Che io sia stata più volte sollecitata (anche telefonicamente) a rilasciare una certificazione per la signora è un fatto e se l'onorevole Di Pietro contestasse ancora davanti ad una platea così folta di telespettatori - con evidente danno alla mia immagine - la veridicità delle mie dichiarazioni, mi vedrò costretta a dimostrarla, questa volta nelle sedi più opportune e nonostante la reciproca (credo!) stima che, negli anni in cui ho diretto l'organo del suo partito, ha informato i nostri rapporti.
In ogni caso non credo di dovermi scusare, come sollecitato in trasmissione dal ministro, con una persona che NON CONOSCO se non come una praticante, assunta a tempo indeterminato, che pure MAI HO INCONTRATO, né presso la redazione del giornale né altrove.
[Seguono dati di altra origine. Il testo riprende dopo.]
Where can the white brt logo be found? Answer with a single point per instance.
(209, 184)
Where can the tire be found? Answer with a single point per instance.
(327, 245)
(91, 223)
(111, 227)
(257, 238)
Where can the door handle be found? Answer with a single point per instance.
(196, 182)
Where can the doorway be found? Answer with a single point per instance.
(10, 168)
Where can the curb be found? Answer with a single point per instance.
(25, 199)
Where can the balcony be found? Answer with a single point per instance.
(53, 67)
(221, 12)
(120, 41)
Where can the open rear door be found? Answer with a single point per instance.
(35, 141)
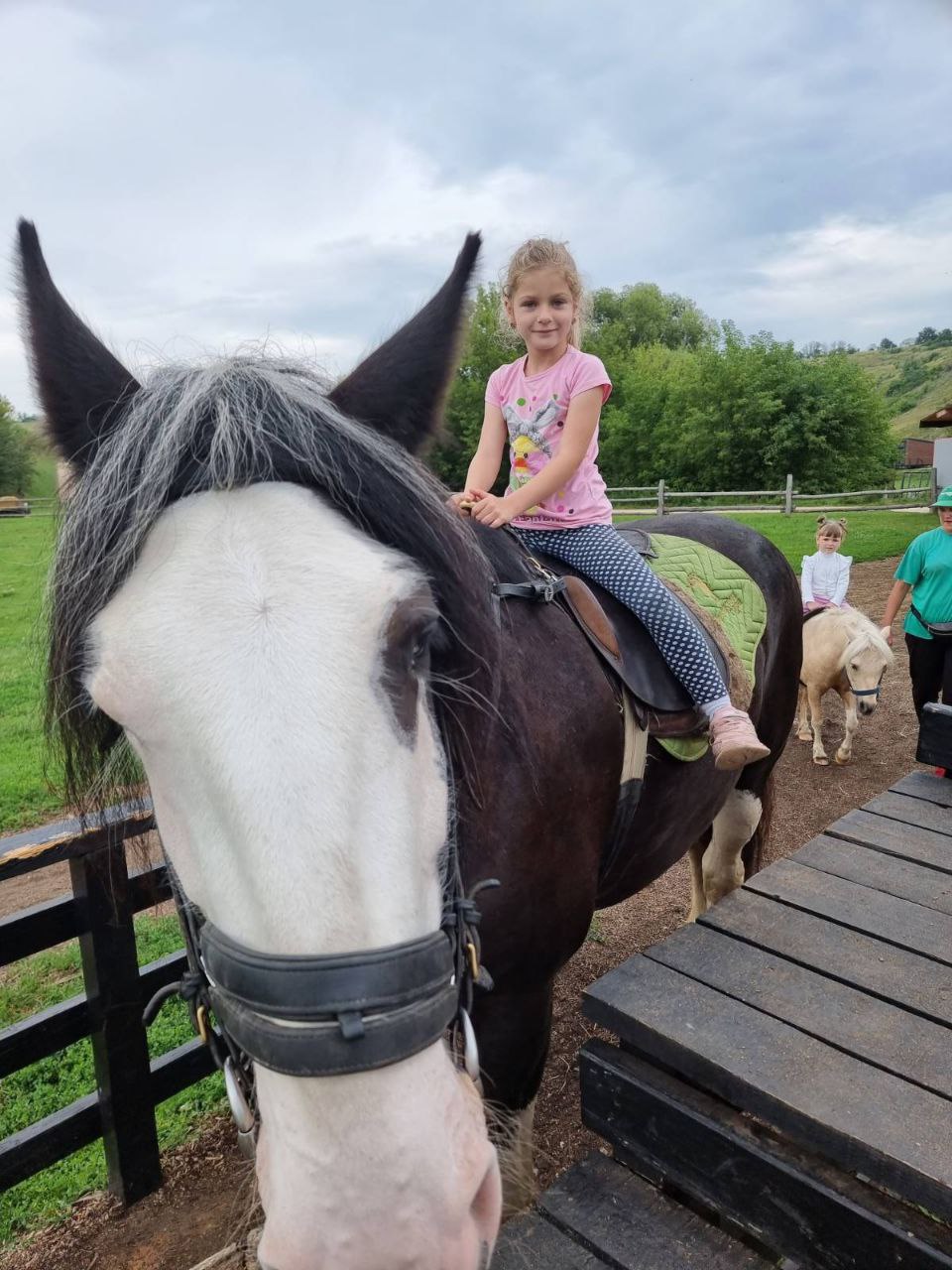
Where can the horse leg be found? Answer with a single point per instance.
(513, 1032)
(815, 698)
(696, 852)
(846, 751)
(734, 826)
Posso solo, prendendo spunto dalle parole riferite dal ministro ad Annozero, pensare che l'aspirante giornalista abbia cambiato idea sin da subito e non si sia procurata di comunicare (cosa che allo stato, per quanto mi consta, non è ancora avvenuta) al datore di lavoro e al direttore l'intenzione di dimettersi.
La mia perfetta buona fede, così spesso, ultimamente, messa in discussione, è dimostrata dalla circostanza che, sebbene variamente sollecitata in proposito, dopo quella prima ed unica intervista non sono più tornata sull'argomento. In buona sostanza, sono quindi io a dichiararmi disponibile ad accettare le scuse di chi riterrà opportuno di dovermele rappresentare e nelle sedi che riterrà più opportune.